Archive Review: Top & Bottom

From August 2007:

This provocatively titled Fringe show deals with an encounter between a submissive yet aggressive bondage bottom boy and a socially awkward leather top. Playwright Kevin Michael West has created the most sensitive and intelligent portrayal of kinky gay men I’ve seen on-stage – not that I’ve seen that many! More plays about kinky gay men, please!

While there are moments of Top and Bottom that are rife with sexual tension, it is perhaps most remarkable for an almost sentimental sweetness that arises between bottom Tommy (the suitably sassy and sexy David Smith) and top James (Mark Gaddis giving you comically khaki personality while wearing a harness). While James and Tommy occasionally spark with chemistry, most of what we see is a series of misfires and miscommunications: James’s clumsiness is a turnoff for Tommy, and Tommy’s pushiness doesn’t really work for James.

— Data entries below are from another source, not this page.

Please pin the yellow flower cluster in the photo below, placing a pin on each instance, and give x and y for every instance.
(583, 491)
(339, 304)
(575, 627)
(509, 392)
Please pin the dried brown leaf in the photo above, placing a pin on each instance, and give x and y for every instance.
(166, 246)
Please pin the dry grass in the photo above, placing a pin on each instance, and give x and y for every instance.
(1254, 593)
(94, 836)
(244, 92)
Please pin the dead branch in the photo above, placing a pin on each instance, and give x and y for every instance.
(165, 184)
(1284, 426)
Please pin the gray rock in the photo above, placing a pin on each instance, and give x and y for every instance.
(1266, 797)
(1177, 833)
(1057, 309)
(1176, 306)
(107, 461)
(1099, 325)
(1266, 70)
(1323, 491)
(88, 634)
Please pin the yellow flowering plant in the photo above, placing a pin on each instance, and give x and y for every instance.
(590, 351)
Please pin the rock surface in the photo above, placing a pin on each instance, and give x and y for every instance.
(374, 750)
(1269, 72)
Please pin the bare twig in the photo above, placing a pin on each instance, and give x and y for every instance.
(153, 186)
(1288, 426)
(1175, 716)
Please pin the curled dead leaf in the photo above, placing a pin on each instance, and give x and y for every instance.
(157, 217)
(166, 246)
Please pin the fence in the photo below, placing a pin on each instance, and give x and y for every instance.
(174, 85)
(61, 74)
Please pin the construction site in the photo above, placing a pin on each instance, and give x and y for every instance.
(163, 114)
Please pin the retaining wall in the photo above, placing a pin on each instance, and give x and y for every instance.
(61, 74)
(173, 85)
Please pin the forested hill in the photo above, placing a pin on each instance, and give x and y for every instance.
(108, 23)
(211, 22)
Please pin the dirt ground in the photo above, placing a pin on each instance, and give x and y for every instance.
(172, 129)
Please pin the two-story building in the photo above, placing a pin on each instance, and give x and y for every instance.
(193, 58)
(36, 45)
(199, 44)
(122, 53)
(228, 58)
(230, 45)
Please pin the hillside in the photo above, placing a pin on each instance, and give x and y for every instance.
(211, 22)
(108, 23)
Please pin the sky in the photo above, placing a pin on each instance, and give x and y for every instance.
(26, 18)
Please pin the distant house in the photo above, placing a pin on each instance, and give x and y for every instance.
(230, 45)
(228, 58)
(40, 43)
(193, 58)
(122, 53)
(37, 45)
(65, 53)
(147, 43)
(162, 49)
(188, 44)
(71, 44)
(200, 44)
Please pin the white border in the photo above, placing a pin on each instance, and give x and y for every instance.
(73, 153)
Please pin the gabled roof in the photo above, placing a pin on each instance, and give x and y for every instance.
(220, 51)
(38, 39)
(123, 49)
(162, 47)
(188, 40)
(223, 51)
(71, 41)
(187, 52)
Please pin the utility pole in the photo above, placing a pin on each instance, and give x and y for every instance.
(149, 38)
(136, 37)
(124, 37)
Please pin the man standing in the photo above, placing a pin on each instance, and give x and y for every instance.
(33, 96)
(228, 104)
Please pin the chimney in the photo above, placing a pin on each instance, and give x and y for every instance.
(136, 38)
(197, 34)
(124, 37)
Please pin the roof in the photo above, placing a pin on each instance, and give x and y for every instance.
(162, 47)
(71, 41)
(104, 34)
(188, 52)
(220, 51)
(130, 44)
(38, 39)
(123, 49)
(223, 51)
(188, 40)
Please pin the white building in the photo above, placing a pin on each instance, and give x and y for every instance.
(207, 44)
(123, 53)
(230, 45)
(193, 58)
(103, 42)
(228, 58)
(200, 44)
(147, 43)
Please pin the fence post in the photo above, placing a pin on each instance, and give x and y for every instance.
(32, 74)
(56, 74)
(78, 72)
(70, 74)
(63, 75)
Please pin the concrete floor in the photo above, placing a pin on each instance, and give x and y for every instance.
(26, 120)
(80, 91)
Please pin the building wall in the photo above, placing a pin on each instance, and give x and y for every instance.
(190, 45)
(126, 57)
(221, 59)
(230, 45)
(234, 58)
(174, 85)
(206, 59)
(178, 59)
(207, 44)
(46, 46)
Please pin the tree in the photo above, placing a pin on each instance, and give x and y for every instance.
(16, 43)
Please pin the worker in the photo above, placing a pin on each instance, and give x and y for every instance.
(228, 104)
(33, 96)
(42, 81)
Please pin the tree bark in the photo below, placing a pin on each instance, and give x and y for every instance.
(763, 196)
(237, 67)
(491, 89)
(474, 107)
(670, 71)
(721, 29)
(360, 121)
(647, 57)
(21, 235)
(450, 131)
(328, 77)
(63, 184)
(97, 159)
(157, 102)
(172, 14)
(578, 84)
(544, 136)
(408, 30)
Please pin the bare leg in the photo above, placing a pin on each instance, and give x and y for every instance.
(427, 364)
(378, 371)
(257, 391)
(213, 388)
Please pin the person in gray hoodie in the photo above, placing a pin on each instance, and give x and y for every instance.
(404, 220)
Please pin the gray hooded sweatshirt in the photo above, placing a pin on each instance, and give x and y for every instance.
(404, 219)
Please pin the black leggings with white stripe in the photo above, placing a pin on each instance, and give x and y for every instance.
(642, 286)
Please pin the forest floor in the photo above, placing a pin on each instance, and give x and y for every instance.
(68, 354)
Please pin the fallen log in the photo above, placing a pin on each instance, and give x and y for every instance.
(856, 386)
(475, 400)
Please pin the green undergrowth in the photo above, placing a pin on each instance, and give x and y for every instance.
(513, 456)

It turns out, though, that these surface problems mask deeper conflicts in both men, which they work out during breaks in their bondage session. They start over at the very end of the play, and you get the sense that the fireworks are just beginning. West skillfully communicates the psychological complexities that lead men to explore the darker side of their sexuality. He also gets the pain of being stigmatized for being kinky, and the profound liberation and camaraderie that can be found with someone who shares your fetishes.

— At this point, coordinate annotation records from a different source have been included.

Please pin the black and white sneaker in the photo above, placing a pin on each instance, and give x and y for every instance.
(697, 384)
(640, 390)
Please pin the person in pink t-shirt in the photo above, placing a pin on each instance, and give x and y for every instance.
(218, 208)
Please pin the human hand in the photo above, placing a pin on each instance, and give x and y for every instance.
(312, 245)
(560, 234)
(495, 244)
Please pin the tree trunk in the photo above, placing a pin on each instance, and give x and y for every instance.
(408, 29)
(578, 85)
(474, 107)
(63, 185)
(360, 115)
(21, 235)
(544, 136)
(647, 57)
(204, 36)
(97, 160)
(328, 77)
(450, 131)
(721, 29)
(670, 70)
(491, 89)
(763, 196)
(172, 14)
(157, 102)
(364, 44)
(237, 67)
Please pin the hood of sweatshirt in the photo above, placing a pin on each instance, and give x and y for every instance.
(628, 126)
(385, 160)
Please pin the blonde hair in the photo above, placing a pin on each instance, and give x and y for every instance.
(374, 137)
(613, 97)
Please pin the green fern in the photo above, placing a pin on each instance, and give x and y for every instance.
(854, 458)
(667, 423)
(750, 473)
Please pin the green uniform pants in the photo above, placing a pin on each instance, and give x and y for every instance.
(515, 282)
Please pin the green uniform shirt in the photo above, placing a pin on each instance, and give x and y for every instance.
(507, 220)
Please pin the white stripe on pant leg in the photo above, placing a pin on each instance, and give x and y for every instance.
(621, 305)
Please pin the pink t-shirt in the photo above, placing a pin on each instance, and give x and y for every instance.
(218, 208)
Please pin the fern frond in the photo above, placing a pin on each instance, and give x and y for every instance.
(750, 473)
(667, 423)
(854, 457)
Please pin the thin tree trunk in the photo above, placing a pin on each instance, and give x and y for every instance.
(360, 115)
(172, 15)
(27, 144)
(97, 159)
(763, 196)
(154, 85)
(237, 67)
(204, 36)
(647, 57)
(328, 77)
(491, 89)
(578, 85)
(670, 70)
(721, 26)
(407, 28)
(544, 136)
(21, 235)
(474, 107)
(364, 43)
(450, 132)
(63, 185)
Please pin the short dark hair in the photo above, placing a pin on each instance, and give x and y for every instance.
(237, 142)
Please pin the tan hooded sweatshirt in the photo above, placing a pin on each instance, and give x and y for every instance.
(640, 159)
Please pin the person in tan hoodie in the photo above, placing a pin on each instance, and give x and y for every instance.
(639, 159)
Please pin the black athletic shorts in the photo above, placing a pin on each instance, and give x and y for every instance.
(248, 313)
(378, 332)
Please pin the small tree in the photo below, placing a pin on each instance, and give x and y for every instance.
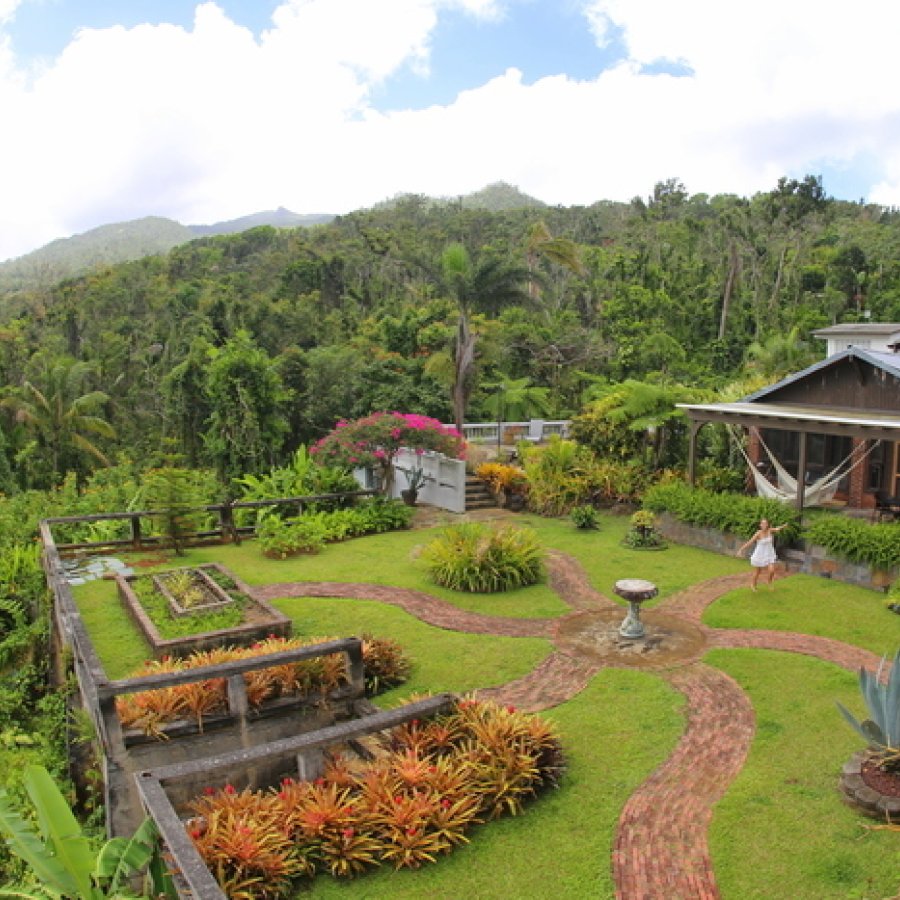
(375, 440)
(177, 494)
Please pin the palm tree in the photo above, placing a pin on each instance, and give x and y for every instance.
(541, 244)
(488, 285)
(61, 417)
(780, 354)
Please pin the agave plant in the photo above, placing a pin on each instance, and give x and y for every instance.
(882, 697)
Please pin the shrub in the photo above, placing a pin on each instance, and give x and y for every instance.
(643, 534)
(862, 542)
(411, 803)
(502, 477)
(735, 513)
(479, 558)
(586, 517)
(279, 538)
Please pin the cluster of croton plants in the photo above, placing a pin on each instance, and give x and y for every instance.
(415, 800)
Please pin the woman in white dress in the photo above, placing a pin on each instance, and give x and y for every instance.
(763, 556)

The cast are admirably committed and give compelling performances; Smith in particular makes Tommy’s playful eroticism titillatingly palpable. Top and Bottom isn’t the most earth-shaking play you’ll ever see, but it does a great job of portraying the achingly vulnerable moments that happen in any sexual encounter. That it does so with a light touch and an abundant sense of humor marks West as a playwright to watch.